Mumbai (AsiaNews/Agencies) - Indian Prime Minister Manmohan Singh and Sonia Gandhi, president of the ruling Congress party, are in Assam today, visiting areas where monsoon rains have left almost a million people homeless. At least 77 people have died from landslides. Another six are missing. Overall, some 2,000 villages in 27 of the northeastern state's districts are said to be under water.
The prime minister announced a subsidy of 100,000 rupees (US$ 1,800) per victim. The Defence Ministry is providing the full assistance of the army in the rescue operations.
Whilst the people of Assam are going through what many say is the worst flood since 1998, the rest of India is dry, with serious consequences for agriculture.

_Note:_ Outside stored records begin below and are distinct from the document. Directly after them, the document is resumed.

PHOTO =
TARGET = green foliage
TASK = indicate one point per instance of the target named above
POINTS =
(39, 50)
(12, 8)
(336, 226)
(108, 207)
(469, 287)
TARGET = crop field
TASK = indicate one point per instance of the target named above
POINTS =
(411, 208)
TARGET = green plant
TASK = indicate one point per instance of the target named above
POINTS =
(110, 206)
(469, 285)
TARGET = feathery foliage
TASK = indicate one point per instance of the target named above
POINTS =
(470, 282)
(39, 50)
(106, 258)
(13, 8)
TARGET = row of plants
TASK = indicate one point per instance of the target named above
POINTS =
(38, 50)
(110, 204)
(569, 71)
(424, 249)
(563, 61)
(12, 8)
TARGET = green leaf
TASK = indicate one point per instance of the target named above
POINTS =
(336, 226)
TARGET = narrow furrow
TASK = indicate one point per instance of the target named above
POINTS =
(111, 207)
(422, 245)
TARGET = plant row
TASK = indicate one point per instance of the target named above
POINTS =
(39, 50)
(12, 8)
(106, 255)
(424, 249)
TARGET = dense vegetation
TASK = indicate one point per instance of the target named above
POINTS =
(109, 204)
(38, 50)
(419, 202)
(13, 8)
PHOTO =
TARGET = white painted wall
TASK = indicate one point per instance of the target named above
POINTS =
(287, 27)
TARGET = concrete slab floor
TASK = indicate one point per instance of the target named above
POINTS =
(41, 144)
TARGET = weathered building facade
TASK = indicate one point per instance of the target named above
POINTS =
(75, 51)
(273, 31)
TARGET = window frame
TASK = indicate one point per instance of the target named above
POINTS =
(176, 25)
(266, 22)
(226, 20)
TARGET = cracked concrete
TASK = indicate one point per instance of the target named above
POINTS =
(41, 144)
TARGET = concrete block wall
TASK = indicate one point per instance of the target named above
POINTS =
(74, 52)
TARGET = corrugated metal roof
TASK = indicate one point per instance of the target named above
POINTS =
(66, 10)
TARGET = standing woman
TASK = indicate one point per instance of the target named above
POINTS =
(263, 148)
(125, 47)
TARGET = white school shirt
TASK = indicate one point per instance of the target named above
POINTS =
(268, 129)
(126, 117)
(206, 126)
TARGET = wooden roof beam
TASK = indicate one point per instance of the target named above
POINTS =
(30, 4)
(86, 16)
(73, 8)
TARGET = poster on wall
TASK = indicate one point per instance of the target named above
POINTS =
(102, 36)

Officials with the India Meteorological Department (IMD) said that the rains should hit northern states at the end of this week, later than the 29 June forecast given as the start of the monsoon season. Compared to last year, 83 per cent of the country saw an average 31 per cent drop in rain.
Late seasonal monsoons, which were the exception but are now almost the rule, have raised concerns in a country where 235 million people are farmers. For this reason, the authorities have launched a US$ 75 million plan to study and forecast with greater accuracy the arrival of monsoons.
The plan includes the use of computer models developed by the UK and the US.
"Understanding the monsoon will be a major priority of the government for the next five years," said Shailesh Nayak, a senior official in the ministry of earth sciences.